Sara does not want to talk about the sexual abuse because «I still can’t get my mind back to those moments», she says, but she is keen to tell about another aspect of the torture: the psychological violence. «In prison, doctors try to brainwash you. They would repeat to me, ‘You have ruined your life, why do you protest?’ The psychologist told me that young people like me then commit suicide: ‘What is the point of a life lived like this?».
Sara recounts that they instigated her with the thought of taking her own life, but she replied that she wanted to live to see her Iran free. «The torturers would convince ordinary prisoners to mistreat us. They would stuff me with pills. I was forced to swallow them, they would wait for me to swallow. If I refused, the destination was the solitary confinement cell».

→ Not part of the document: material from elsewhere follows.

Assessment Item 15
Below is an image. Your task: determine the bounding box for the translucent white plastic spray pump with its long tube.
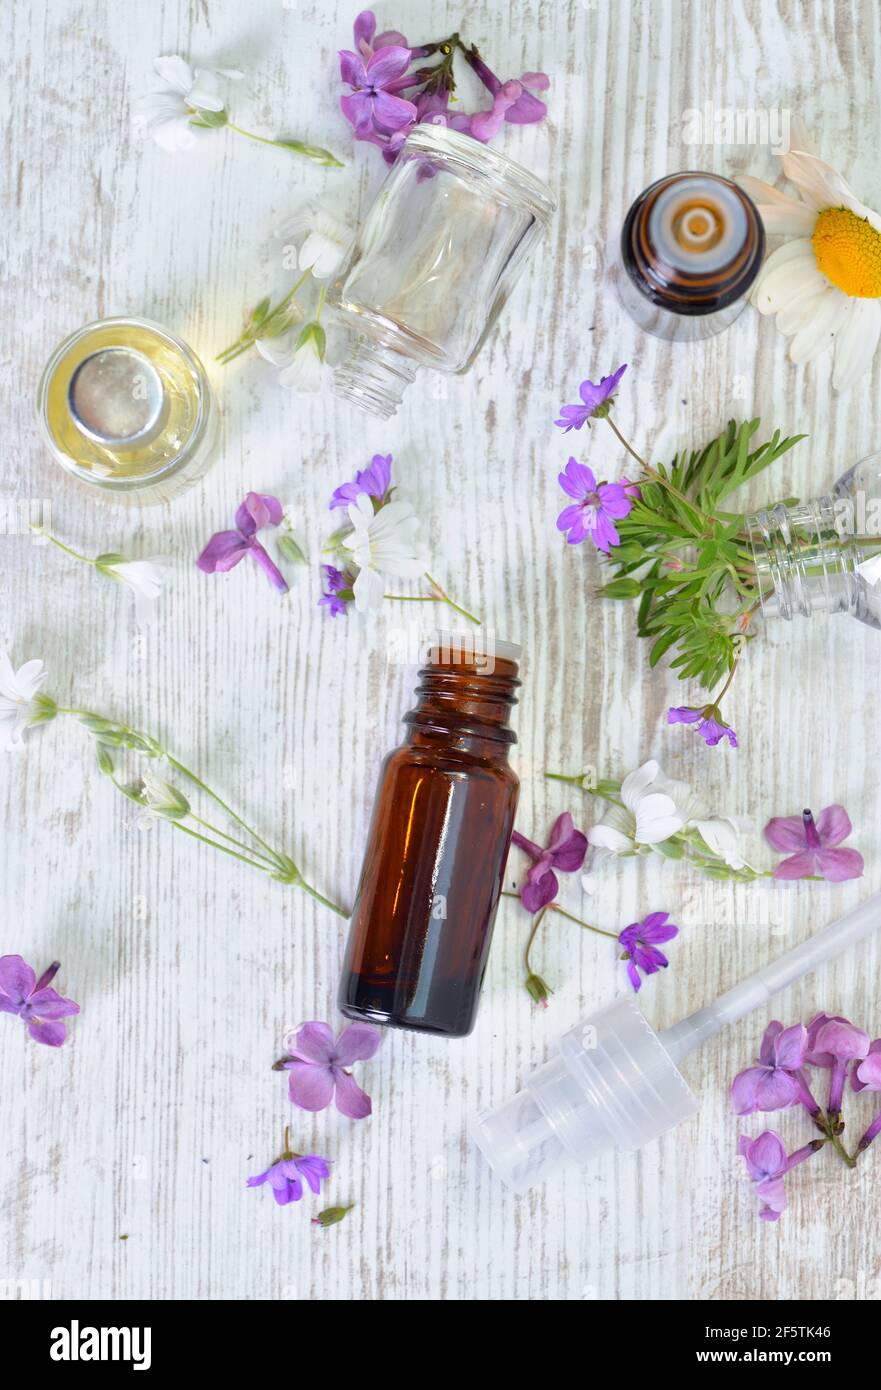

Today, Sara and Ali are out on parole. Ali had his taxi driver’s license revoked. In jail, he had no papers or cell phone with him. Attending demonstrations without anything that makes you too recognizable is the advice they give to all dissidents. Ali is not a politician, but he is part of one of the resistance cell moving under the leadership of Iran’s National Council of Resistance, and specifically the People’s Mojahedin, the regime’s number one enemy, off the European Union’s terrorist list since 2009. «If they had known my political vision they would have killed me». Ali recounts that there are many prisoners. NGOs speak of 15,000 protesters arrested since the protests began; numbers from inside the country speak of double that number. Yesterday, the story of Hamed Salahshoor, a young man who died in police custody with shocking signs of torture. «There are so many Mahsa Amini», Ali continues. We asked him about Alessia Piperno, the girl from Rome locked up in Evin prison. He does not know her story. «She was unlucky to end up here. The regime doesn’t respect anyone».
The vocal message ends with this sentence, «Sorry, that’s enough, I don’t feel well».